Frequently Asked Questions About New Balance
New Balance was founded in 1906 by William Riley in Boston, Massachusetts, initially as the New Balance Arch Support Company making arch supports and orthopaedic shoes. The brand produced its first running shoe in 1960 and has remained headquartered in Boston ever since. Unlike most major athletic brands, New Balance remains privately owned, allowing long-term decision making focused on product quality and brand integrity rather than quarterly earnings.
New Balance’s revival was driven by a cultural shift toward authenticity and away from manufactured hype. The brand had spent decades being dismissed as unfashionable, but that same consistency meant it had genuine heritage, domestic manufacturing credentials, and clean silhouettes that fashion and streetwear communities found increasingly appealing in the mid-2010s. Collaborations with designers like Aimé Leon Dore and Joe Freshgoods amplified that appeal to new audiences without compromising the brand’s core identity.
Yes. New Balance is one of the only major athletic footwear brands to maintain significant domestic manufacturing. Its factories in Maine and Massachusetts produce Made in USA shoes, primarily in the 990 series and other premium silhouettes. The brand also manufactures in Flimby, Cumbria in the UK. These products cost more than comparable offshore-made shoes, and New Balance prices them accordingly, treating domestic manufacturing as a brand asset rather than just a supply chain decision.
New Balance differentiates itself through domestic manufacturing, a no-celebrity-endorsement policy, and a focus on fit and performance over cultural marketing. Where Nike and Adidas spend billions on athlete contracts and global advertising campaigns, New Balance invests in product quality and selective collaborations with designers and artists who approach the brand organically. That approach produces a different quality of credibility: slower to build but more durable than paid endorsements.
New Balance’s most notable recent collaborators include Aimé Leon Dore, whose partnership elevated the brand’s archival silhouettes within the fashion market; Joe Freshgoods, whose community-rooted storytelling approach gave collaborations genuine cultural weight; and Salehe Bembury, whose nature-inspired designs brought New Balance to a new creative audience. The brand also appointed Teddy Santis, founder of Aimé Leon Dore, as creative director of its Made in USA line in 2020.

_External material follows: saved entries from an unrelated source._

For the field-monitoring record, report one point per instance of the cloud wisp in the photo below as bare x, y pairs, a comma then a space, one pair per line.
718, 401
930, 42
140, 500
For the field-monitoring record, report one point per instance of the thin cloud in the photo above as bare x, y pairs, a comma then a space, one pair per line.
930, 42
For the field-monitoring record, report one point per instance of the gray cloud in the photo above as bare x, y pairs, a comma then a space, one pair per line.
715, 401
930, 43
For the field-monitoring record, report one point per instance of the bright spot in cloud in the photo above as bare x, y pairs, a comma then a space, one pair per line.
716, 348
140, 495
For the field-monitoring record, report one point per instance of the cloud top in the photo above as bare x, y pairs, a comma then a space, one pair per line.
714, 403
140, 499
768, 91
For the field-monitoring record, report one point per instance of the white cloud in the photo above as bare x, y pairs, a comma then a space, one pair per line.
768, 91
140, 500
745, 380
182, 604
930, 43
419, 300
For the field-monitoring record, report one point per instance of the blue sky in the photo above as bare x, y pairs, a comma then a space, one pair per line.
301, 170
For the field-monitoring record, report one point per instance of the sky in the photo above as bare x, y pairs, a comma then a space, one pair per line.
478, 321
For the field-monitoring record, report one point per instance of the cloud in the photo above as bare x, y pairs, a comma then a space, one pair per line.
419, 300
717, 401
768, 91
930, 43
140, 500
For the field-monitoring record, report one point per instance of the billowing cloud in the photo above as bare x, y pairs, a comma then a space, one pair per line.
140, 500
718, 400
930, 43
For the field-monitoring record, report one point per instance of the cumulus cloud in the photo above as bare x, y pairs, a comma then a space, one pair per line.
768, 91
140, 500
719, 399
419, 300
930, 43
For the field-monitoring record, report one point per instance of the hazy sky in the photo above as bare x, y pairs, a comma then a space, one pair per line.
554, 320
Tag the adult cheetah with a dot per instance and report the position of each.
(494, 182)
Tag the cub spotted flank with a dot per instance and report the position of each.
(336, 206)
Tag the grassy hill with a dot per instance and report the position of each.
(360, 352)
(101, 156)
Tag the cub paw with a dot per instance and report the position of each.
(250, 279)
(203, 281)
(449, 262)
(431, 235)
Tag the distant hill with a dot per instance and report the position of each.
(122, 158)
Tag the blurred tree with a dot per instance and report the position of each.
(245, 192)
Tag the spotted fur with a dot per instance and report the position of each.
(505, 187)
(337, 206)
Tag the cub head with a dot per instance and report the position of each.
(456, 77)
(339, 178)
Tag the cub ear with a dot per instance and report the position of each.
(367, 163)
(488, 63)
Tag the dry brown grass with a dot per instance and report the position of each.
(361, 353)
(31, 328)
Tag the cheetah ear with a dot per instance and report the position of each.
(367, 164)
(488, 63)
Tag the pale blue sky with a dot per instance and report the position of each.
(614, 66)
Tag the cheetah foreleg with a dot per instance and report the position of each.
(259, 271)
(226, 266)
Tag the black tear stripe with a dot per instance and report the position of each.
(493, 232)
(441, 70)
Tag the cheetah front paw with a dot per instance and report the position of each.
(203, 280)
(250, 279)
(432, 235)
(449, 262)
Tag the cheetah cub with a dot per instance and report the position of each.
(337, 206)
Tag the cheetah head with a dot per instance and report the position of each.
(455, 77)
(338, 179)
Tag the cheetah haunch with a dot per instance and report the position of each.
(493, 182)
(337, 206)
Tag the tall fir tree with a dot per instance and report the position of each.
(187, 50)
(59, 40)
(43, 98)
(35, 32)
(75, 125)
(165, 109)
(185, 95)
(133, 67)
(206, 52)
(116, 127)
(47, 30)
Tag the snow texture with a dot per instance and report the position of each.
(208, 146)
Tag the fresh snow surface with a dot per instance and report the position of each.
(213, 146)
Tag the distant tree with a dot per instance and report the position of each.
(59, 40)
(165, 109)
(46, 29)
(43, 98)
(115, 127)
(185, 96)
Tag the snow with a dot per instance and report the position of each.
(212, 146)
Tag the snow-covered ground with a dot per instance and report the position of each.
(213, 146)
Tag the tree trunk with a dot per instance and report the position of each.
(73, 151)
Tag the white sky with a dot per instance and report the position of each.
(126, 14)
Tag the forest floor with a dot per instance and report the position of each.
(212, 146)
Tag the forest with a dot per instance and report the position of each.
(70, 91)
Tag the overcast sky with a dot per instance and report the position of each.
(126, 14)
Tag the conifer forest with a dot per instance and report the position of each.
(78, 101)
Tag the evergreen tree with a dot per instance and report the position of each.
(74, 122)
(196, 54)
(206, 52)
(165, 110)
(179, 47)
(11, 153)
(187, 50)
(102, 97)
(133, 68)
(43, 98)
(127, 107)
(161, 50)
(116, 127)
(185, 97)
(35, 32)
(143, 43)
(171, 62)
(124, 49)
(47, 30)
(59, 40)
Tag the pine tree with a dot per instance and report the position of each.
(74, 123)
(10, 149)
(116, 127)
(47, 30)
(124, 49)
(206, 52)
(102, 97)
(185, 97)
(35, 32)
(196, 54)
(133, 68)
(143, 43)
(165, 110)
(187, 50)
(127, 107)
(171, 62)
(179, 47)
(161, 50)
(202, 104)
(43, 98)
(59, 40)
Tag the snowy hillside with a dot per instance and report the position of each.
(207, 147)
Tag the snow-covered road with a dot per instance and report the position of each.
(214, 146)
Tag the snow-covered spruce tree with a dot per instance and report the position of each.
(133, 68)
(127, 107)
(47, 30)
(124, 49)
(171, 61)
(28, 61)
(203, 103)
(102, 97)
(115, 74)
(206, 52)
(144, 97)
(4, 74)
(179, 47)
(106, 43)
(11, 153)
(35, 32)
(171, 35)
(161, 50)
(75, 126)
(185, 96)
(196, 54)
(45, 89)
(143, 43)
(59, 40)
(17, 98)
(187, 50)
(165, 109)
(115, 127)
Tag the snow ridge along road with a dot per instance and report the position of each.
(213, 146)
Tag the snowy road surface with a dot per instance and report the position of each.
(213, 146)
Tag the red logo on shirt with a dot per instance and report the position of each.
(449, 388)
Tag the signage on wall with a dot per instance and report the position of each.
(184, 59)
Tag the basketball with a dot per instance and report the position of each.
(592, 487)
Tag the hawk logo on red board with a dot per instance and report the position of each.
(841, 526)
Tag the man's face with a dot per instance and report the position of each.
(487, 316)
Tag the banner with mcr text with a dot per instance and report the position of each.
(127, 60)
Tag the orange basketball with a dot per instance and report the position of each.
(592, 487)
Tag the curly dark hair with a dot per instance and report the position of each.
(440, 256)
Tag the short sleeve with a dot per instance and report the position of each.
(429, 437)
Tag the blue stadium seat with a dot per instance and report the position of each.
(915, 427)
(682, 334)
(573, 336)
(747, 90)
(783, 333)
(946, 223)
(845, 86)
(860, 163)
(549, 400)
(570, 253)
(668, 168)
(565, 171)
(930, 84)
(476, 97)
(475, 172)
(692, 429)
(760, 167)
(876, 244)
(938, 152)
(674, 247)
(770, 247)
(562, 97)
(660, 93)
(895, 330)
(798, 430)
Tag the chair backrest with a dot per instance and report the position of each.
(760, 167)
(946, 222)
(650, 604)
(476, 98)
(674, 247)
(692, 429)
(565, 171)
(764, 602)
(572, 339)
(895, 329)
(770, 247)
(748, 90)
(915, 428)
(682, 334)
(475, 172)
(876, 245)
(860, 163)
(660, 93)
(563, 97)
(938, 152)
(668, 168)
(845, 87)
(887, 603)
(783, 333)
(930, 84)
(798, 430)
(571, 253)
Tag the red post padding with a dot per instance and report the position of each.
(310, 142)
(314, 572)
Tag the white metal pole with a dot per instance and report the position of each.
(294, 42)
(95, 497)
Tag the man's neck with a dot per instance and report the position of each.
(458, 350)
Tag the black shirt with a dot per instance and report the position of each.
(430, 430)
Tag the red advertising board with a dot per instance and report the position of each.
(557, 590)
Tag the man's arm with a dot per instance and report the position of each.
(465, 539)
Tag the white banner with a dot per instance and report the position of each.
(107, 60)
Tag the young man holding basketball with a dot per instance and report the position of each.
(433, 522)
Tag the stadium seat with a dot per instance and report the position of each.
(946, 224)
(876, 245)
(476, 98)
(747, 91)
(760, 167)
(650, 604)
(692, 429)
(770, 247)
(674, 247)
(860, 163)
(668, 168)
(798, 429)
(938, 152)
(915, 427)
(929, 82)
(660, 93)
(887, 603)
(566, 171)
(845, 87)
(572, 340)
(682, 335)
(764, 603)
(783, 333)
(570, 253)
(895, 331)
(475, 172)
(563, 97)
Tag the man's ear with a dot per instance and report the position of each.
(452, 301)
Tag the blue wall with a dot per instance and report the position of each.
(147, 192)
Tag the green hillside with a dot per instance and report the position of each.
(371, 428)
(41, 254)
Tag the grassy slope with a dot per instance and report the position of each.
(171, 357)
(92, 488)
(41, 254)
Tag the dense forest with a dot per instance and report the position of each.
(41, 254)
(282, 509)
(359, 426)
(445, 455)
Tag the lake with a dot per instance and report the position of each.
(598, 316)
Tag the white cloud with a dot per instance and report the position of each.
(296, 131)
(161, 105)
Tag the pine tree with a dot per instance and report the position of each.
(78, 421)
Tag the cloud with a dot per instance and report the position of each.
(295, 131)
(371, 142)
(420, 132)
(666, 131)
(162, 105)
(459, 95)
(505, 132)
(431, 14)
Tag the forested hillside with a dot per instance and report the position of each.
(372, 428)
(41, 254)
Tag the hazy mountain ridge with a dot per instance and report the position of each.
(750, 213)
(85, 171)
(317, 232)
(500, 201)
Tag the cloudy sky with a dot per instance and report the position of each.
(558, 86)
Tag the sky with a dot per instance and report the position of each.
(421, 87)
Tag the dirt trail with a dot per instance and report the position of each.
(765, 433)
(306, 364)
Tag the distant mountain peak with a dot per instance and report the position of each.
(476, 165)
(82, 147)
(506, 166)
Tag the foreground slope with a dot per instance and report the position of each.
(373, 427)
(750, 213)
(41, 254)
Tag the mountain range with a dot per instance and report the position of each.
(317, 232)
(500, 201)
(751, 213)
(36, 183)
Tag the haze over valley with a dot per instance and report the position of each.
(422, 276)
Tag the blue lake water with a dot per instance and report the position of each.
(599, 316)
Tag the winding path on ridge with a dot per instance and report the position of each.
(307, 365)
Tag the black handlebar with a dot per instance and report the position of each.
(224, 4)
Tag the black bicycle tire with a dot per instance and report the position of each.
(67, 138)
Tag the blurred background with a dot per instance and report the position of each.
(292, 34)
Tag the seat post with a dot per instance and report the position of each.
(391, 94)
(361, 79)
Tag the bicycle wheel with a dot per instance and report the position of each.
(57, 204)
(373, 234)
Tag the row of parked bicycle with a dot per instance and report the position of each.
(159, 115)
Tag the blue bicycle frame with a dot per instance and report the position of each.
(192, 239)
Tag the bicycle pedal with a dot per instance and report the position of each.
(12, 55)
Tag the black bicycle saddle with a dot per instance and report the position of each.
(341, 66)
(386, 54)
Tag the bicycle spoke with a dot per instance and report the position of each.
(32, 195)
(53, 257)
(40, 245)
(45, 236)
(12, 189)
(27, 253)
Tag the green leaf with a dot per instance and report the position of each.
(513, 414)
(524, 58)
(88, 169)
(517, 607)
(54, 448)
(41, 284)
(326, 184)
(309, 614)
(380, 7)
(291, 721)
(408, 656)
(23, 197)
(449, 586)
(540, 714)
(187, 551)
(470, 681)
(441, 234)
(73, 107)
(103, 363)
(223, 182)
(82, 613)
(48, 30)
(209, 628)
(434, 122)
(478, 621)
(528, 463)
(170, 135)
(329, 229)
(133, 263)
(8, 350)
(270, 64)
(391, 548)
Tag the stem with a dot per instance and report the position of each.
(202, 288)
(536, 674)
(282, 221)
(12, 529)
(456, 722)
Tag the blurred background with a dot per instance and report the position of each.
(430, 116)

Clothing brands can learn five things from New Balance: consistency over decades builds the foundation for cultural moments that cannot be rushed; the strongest collaborations come from being sought out rather than chasing partners; manufacturing decisions are brand decisions that communicate values as much as any campaign; owning an unfashionable niche with confidence is more powerful than chasing mainstream approval; and scarcity only generates desire when it is combined with genuine brand equity built over time.